The DATASET commands (DATASET NAME, DATASET ACTIVATE, DATASET DECLARE, DATASET COPY, DATASET CLOSE) provide the ability to have multiple data sources open at the same time and control which open data source is active at any point in the session. Using defined dataset names, you can then:

  • Merge data (for example, MATCH FILES, ADD FILES, UPDATE) from multiple different source types (for example, text data, database, spreadsheet) without saving each one as an external IBM® SPSS® Statistics data file first.
  • Create new datasets that are subsets of open data sources (for example, males in one subset, females in another, people under a certain age in another, or original data in one set and transformed/computed values in another subset).
  • Copy and paste variables, cases, and/or variable properties between two or more open data sources in the Data Editor.

The DATASET COPY command creates a new dataset that captures the current state of the active dataset. This is particularly useful for creating multiple subsets of data from the same original data source.

  • If the active dataset has a defined dataset name, its name remains associated with subsequent changes.
  • If this command occurs when there are transformations pending, those transformations are executed, as if EXECUTE had been run prior to making the copy; so the transformations appear in both the original and the copy. The command is illegal where EXECUTE would be illegal. If no transformations are pending, the data are not passed.
  • If the specified dataset name is already associated with a dataset, a warning is issued, the old dataset is destroyed, and the specified name becomes associated with the current state of the active dataset.
  • If the specified name is associated with the active dataset, it becomes associated with the current state and the active dataset becomes unnamed.

Basic Specification

The basic specification for DATASET COPY is the command name followed by a new dataset name that conforms to variable naming rules. See the topic Variable Names for more information.

WINDOW Keyword

The WINDOW keyword controls the state of the Data Editor window associated with the dataset.

MINIMIZED. The Data Editor window associated with the new dataset is opened in a minimized state. This is the default.

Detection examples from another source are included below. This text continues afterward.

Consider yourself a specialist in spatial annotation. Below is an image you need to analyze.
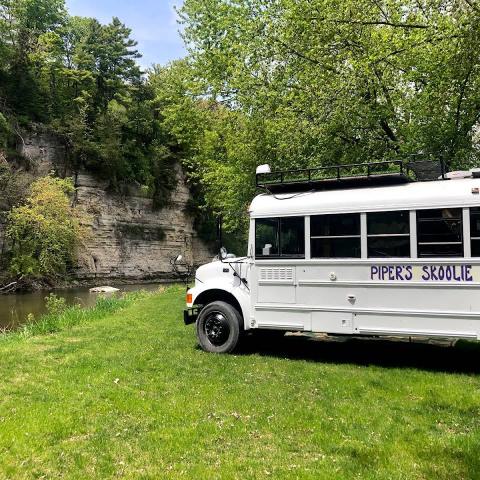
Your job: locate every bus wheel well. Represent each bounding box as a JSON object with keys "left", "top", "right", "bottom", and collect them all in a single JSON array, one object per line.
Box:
[{"left": 195, "top": 289, "right": 243, "bottom": 324}]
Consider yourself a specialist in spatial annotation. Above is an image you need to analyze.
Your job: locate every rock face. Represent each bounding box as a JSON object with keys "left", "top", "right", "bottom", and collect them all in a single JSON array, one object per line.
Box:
[
  {"left": 0, "top": 129, "right": 213, "bottom": 281},
  {"left": 72, "top": 169, "right": 212, "bottom": 280}
]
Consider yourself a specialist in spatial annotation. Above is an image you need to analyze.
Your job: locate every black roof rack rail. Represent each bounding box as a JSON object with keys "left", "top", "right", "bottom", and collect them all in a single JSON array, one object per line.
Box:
[{"left": 256, "top": 160, "right": 412, "bottom": 193}]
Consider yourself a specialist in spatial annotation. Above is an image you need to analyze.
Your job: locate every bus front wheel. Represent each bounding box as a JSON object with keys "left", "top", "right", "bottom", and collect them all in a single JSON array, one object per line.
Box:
[{"left": 197, "top": 302, "right": 242, "bottom": 353}]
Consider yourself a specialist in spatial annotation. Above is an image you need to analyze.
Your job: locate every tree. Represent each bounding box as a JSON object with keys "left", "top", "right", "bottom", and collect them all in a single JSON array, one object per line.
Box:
[
  {"left": 6, "top": 177, "right": 84, "bottom": 279},
  {"left": 175, "top": 0, "right": 480, "bottom": 232}
]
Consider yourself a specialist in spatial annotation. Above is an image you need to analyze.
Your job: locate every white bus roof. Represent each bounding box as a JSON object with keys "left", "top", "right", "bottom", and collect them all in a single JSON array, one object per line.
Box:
[{"left": 249, "top": 178, "right": 480, "bottom": 218}]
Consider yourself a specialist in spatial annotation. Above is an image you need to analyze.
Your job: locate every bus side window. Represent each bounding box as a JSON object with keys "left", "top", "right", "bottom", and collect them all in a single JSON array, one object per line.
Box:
[
  {"left": 255, "top": 217, "right": 305, "bottom": 258},
  {"left": 310, "top": 213, "right": 362, "bottom": 258},
  {"left": 470, "top": 207, "right": 480, "bottom": 257},
  {"left": 367, "top": 211, "right": 410, "bottom": 258},
  {"left": 417, "top": 208, "right": 463, "bottom": 258},
  {"left": 255, "top": 218, "right": 279, "bottom": 257}
]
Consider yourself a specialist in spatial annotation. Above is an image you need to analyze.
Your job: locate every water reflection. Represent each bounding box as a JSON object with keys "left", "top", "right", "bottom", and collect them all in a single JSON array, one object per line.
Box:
[{"left": 0, "top": 283, "right": 167, "bottom": 330}]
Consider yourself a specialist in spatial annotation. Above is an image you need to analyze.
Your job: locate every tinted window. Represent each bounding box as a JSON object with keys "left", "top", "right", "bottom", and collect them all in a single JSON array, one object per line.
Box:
[
  {"left": 367, "top": 211, "right": 410, "bottom": 258},
  {"left": 255, "top": 218, "right": 279, "bottom": 257},
  {"left": 255, "top": 217, "right": 305, "bottom": 258},
  {"left": 280, "top": 217, "right": 305, "bottom": 257},
  {"left": 310, "top": 213, "right": 360, "bottom": 237},
  {"left": 310, "top": 213, "right": 361, "bottom": 258},
  {"left": 417, "top": 208, "right": 463, "bottom": 257},
  {"left": 470, "top": 207, "right": 480, "bottom": 257}
]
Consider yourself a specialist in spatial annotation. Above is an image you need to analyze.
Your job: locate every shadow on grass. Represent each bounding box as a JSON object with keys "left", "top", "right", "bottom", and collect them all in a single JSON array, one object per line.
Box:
[{"left": 237, "top": 335, "right": 480, "bottom": 374}]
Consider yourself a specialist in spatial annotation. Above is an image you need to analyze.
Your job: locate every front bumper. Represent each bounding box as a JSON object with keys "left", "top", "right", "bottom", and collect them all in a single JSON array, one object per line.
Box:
[{"left": 183, "top": 307, "right": 200, "bottom": 325}]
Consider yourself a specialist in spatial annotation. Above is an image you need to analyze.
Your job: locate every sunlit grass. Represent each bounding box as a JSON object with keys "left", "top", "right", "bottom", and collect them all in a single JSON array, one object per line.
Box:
[{"left": 0, "top": 288, "right": 480, "bottom": 479}]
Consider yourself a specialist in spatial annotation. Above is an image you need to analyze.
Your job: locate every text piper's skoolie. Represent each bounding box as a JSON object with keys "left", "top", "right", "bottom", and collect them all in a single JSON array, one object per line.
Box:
[{"left": 185, "top": 162, "right": 480, "bottom": 352}]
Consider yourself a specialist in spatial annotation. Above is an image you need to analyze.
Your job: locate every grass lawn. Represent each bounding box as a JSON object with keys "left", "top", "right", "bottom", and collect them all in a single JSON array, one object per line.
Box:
[{"left": 0, "top": 287, "right": 480, "bottom": 479}]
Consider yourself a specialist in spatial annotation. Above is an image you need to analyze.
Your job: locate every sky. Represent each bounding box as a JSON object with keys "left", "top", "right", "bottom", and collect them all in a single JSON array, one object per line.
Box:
[{"left": 66, "top": 0, "right": 185, "bottom": 68}]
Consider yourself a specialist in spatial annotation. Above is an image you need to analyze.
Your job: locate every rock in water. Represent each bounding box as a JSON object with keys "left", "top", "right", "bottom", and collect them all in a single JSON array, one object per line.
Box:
[{"left": 90, "top": 287, "right": 120, "bottom": 293}]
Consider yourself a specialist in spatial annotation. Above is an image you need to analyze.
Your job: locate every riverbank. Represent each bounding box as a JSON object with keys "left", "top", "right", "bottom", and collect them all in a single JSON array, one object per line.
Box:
[
  {"left": 0, "top": 283, "right": 172, "bottom": 331},
  {"left": 0, "top": 287, "right": 480, "bottom": 479}
]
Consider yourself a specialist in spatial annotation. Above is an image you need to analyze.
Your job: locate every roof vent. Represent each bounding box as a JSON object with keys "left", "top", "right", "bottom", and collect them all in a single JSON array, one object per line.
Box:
[
  {"left": 257, "top": 164, "right": 272, "bottom": 175},
  {"left": 439, "top": 170, "right": 473, "bottom": 180}
]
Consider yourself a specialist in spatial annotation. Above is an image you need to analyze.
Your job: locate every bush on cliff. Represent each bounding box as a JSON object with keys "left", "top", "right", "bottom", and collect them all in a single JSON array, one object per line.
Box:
[{"left": 7, "top": 177, "right": 85, "bottom": 279}]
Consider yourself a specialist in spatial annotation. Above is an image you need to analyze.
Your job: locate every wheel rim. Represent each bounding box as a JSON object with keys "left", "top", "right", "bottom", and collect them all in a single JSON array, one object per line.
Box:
[{"left": 205, "top": 312, "right": 230, "bottom": 347}]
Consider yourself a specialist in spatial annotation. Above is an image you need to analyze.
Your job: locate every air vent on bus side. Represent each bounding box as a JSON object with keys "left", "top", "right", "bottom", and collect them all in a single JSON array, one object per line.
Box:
[{"left": 260, "top": 267, "right": 294, "bottom": 282}]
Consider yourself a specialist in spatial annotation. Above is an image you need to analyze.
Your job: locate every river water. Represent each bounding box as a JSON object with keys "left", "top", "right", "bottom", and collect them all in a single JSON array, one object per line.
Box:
[{"left": 0, "top": 283, "right": 167, "bottom": 330}]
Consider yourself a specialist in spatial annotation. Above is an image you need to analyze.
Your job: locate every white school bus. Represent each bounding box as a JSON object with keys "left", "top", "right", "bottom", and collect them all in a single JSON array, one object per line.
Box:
[{"left": 185, "top": 162, "right": 480, "bottom": 353}]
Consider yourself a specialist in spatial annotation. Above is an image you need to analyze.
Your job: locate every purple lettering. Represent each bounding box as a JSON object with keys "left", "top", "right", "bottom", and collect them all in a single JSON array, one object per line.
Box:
[
  {"left": 438, "top": 267, "right": 445, "bottom": 280},
  {"left": 464, "top": 265, "right": 473, "bottom": 282},
  {"left": 395, "top": 266, "right": 404, "bottom": 280},
  {"left": 422, "top": 265, "right": 430, "bottom": 282},
  {"left": 388, "top": 265, "right": 395, "bottom": 280},
  {"left": 382, "top": 265, "right": 388, "bottom": 280},
  {"left": 445, "top": 266, "right": 455, "bottom": 280},
  {"left": 405, "top": 265, "right": 413, "bottom": 280},
  {"left": 453, "top": 265, "right": 463, "bottom": 282}
]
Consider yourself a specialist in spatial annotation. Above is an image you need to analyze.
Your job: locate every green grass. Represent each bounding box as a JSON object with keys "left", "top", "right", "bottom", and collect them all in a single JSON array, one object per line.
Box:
[{"left": 0, "top": 287, "right": 480, "bottom": 479}]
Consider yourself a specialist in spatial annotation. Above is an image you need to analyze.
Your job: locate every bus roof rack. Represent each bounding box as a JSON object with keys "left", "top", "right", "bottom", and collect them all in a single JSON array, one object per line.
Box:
[{"left": 256, "top": 160, "right": 412, "bottom": 193}]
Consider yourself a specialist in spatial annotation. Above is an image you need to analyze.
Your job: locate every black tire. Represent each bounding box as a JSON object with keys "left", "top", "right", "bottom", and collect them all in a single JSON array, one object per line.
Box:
[{"left": 197, "top": 302, "right": 242, "bottom": 353}]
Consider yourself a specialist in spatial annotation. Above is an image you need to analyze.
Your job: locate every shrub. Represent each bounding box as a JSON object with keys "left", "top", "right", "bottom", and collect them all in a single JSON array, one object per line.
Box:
[{"left": 7, "top": 177, "right": 84, "bottom": 279}]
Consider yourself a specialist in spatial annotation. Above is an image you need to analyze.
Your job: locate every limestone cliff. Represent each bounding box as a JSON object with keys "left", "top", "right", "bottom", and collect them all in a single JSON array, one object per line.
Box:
[{"left": 0, "top": 128, "right": 212, "bottom": 281}]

HIDDEN. The Data Editor window associated with the new dataset is not displayed.

FRONT . The Data Editor window containing the dataset is brought to the front and the dataset becomes the active dataset for dialog boxes.

Operations

  • Commands operate on the active dataset. The active dataset is the data source most recently opened (for example, by commands such as GET DATA, GET SAS, GET STATA, GET TRANSLATE) or most recently activated by a DATASET ACTIVATE command.

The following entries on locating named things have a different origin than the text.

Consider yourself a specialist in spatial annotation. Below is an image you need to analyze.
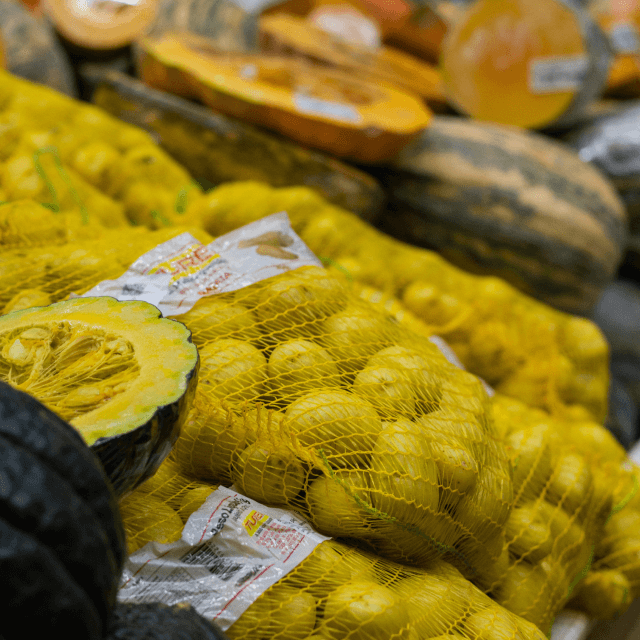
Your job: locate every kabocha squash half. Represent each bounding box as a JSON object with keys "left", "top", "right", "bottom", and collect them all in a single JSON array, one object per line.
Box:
[
  {"left": 139, "top": 34, "right": 430, "bottom": 162},
  {"left": 0, "top": 383, "right": 124, "bottom": 640},
  {"left": 0, "top": 297, "right": 198, "bottom": 494}
]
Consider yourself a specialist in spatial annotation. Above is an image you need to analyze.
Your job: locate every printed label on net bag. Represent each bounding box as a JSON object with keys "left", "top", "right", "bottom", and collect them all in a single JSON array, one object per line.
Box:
[
  {"left": 118, "top": 487, "right": 329, "bottom": 630},
  {"left": 82, "top": 212, "right": 322, "bottom": 316}
]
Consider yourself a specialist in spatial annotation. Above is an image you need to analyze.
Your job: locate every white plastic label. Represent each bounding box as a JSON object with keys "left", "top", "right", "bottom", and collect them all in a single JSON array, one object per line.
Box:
[
  {"left": 118, "top": 487, "right": 329, "bottom": 630},
  {"left": 529, "top": 56, "right": 589, "bottom": 93},
  {"left": 82, "top": 213, "right": 322, "bottom": 316},
  {"left": 293, "top": 93, "right": 361, "bottom": 122},
  {"left": 609, "top": 22, "right": 640, "bottom": 53}
]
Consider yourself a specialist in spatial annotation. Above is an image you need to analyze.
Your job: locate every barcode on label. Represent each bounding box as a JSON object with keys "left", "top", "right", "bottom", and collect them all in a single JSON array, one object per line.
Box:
[
  {"left": 180, "top": 541, "right": 243, "bottom": 582},
  {"left": 529, "top": 56, "right": 589, "bottom": 93},
  {"left": 293, "top": 93, "right": 361, "bottom": 122},
  {"left": 609, "top": 22, "right": 640, "bottom": 53}
]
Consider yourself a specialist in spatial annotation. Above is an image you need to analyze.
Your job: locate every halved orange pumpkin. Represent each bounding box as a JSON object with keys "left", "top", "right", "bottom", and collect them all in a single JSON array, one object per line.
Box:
[
  {"left": 139, "top": 34, "right": 431, "bottom": 162},
  {"left": 260, "top": 13, "right": 446, "bottom": 106}
]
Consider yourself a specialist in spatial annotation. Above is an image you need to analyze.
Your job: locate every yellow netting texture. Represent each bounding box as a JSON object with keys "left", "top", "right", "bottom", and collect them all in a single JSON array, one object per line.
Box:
[
  {"left": 189, "top": 182, "right": 608, "bottom": 428},
  {"left": 0, "top": 69, "right": 640, "bottom": 640}
]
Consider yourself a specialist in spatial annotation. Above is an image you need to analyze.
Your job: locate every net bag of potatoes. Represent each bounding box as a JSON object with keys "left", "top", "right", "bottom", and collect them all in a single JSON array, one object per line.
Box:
[
  {"left": 188, "top": 182, "right": 608, "bottom": 428},
  {"left": 118, "top": 484, "right": 544, "bottom": 640}
]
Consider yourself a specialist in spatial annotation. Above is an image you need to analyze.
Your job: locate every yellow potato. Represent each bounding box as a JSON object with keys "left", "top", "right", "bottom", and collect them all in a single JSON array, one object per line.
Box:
[
  {"left": 505, "top": 503, "right": 554, "bottom": 563},
  {"left": 505, "top": 425, "right": 553, "bottom": 500},
  {"left": 178, "top": 483, "right": 218, "bottom": 522},
  {"left": 180, "top": 294, "right": 260, "bottom": 347},
  {"left": 462, "top": 604, "right": 528, "bottom": 640},
  {"left": 319, "top": 580, "right": 409, "bottom": 640},
  {"left": 319, "top": 306, "right": 400, "bottom": 374},
  {"left": 307, "top": 469, "right": 371, "bottom": 537},
  {"left": 455, "top": 466, "right": 513, "bottom": 542},
  {"left": 198, "top": 339, "right": 267, "bottom": 402},
  {"left": 227, "top": 583, "right": 316, "bottom": 640},
  {"left": 253, "top": 267, "right": 346, "bottom": 343},
  {"left": 231, "top": 439, "right": 306, "bottom": 505},
  {"left": 370, "top": 420, "right": 439, "bottom": 528},
  {"left": 292, "top": 540, "right": 374, "bottom": 599},
  {"left": 172, "top": 396, "right": 246, "bottom": 481},
  {"left": 547, "top": 453, "right": 591, "bottom": 514},
  {"left": 285, "top": 390, "right": 382, "bottom": 467},
  {"left": 367, "top": 340, "right": 445, "bottom": 414},
  {"left": 352, "top": 366, "right": 416, "bottom": 420},
  {"left": 267, "top": 340, "right": 340, "bottom": 402},
  {"left": 394, "top": 570, "right": 473, "bottom": 638},
  {"left": 498, "top": 562, "right": 556, "bottom": 621}
]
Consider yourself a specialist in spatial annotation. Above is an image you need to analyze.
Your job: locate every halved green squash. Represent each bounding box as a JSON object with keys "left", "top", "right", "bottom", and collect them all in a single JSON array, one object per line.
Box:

    Note: The active dataset can also be changed by clicking anywhere in the Data Editor window of an open data source or selecting a dataset from the list of available datasets in a syntax window toolbar.

  • Variables from one dataset are not available when another dataset is the active dataset.
  • Transformations to the active dataset--before or after defining a dataset name--are preserved with the named dataset during the session, and any pending transformations to the active dataset are automatically executed whenever a different data source becomes the active dataset.
  • Dataset names can be used in most commands that can contain references to IBM SPSS Statistics data files.
  • For commands that can create a new dataset or overwrite an existing dataset, you cannot use the dataset name of the active dataset to overwrite the active dataset. For example, if the active dataset is mydata, a command with the subcommand /OUTFILE=mydata will result in an error. To overwrite a named active dataset, use an asterisk instead of the dataset name, as in: /OUTFILE=*.
  • Wherever a dataset name, file handle (defined by the FILE HANDLE command), or filename can be used to refer to IBM SPSS Statistics data files, defined dataset names take precedence over file handles, which take precedence over filenames. For example, if file1 exists as both a dataset name and a file handle, FILE=file1 in the MATCH FILES command will be interpreted as referring to the dataset named file1, not the file handle.

Limitations

Because each window requires a minimum amount of memory, there is a limit to the number of windows, IBM SPSS Statistics or otherwise, that can be concurrently open on a given system. The particular number depends on the specifications of your system and may be independent of total memory due to OS constraints.

Example

DATASET NAME original.
DATASET COPY males.
DATASET ACTIVATE males.
SELECT IF gender=0.
DATASET ACTIVATE original.
DATASET COPY females.
DATASET ACTIVATE females.
SELECT IF gender=1.
  • The first DATASET COPY command creates a new dataset, males, that represents the state of the active dataset at the time it was copied.
  • The males dataset is activated and a subset of males is created.
  • The original dataset is activated, restoring the cases deleted from the males subset.
  • The second DATASET COPY command creates a second copy of the original dataset with the name females, which is then activated and a subset of females is created.
  • Three different versions of the initial data file are now available in the session: the original version, a version containing only data for males, and a version containing only data for females.